The DMOZ categorization system at tier 1 is bad. The category names are vague. They have a lot of subcategories that could easily belong to other tier 1 categories. That means a) it would likely be hard to classify well at tier 1 and b) not very valuable. So we choose not to predict tier 1 DMOZ categories.
The association between patterns in domain names and the kind of content they host may change over time. It may change as new domains come online and as older domains are repurposed.
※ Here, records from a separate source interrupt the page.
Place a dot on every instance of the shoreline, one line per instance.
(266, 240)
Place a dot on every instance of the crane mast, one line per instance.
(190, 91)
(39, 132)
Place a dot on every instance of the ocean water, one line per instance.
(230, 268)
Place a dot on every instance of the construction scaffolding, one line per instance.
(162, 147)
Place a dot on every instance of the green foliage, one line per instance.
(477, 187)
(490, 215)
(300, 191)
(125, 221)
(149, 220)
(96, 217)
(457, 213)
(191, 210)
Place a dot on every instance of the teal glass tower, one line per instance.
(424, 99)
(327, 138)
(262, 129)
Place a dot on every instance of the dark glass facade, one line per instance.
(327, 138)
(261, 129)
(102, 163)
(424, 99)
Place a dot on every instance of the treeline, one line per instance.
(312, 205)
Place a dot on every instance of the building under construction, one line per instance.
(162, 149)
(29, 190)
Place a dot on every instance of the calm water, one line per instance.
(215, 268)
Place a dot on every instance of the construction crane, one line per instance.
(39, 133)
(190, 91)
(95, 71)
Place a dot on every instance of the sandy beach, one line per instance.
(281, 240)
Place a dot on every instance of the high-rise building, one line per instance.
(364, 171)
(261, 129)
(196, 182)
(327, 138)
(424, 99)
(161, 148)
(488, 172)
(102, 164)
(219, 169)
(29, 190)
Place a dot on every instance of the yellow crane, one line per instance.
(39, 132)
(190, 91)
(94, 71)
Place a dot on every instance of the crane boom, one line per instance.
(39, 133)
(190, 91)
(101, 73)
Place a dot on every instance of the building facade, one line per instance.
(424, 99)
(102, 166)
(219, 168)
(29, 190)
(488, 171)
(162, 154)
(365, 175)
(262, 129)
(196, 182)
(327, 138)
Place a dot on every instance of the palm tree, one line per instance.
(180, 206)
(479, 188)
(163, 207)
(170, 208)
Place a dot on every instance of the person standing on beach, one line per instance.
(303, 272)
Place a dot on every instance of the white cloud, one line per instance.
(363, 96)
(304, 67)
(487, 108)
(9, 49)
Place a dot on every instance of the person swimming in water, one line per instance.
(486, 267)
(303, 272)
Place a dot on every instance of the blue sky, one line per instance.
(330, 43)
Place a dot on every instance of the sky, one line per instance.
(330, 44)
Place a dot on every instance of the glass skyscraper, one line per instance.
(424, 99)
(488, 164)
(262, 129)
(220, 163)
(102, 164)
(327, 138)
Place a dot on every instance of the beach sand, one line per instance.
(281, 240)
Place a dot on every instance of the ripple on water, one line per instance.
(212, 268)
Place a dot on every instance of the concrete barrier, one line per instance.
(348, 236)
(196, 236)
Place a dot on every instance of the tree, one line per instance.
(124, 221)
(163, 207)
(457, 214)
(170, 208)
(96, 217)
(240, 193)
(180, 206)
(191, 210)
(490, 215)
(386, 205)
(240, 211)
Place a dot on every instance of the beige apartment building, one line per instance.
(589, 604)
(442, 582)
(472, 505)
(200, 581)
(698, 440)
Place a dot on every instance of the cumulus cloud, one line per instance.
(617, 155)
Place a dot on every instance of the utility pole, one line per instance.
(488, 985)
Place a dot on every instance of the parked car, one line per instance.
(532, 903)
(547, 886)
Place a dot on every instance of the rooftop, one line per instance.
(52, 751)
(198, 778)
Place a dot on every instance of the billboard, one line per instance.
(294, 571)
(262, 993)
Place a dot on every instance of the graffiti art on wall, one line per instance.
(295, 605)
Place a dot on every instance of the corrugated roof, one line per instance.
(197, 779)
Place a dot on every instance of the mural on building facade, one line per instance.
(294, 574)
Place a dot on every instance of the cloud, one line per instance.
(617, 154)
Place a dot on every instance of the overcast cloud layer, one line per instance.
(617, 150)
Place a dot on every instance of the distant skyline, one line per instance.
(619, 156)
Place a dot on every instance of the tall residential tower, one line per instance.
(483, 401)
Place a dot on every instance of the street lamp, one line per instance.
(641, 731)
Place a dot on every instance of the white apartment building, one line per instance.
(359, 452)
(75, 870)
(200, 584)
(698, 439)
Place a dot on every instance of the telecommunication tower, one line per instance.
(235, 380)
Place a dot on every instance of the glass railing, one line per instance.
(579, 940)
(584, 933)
All this likely happens slowly. But, to be careful, we add a year variable in our functions. Each list and each model is for a particular year.
Imputing the kind of content hosted by a domain may suggest to some that domains carry only one kind of content. Many domains don’t. And even when they do, the quality varies immensely. So we can predict at the URL level also. And it is something we hope to add over time. See TODO for our plans.
There are a lot of categories where we do not expect domain names to not have any systematic patterns. Rather than make noisy predictions using just the data from domain names, we plan to tackle this prediction task with some additional data. See TODO for our plans.

Authors¶

Suriyan Laohaprapanon and Gaurav Sood

Contributor Code of Conduct¶

The project welcomes contributions from everyone! In fact, it depends on it. To maintain this welcoming atmosphere, and to collaborate in a fun and productive way, we expect contributors to the project to abide by the Contributor Code of Conduct

License¶

The package is released under the MIT License.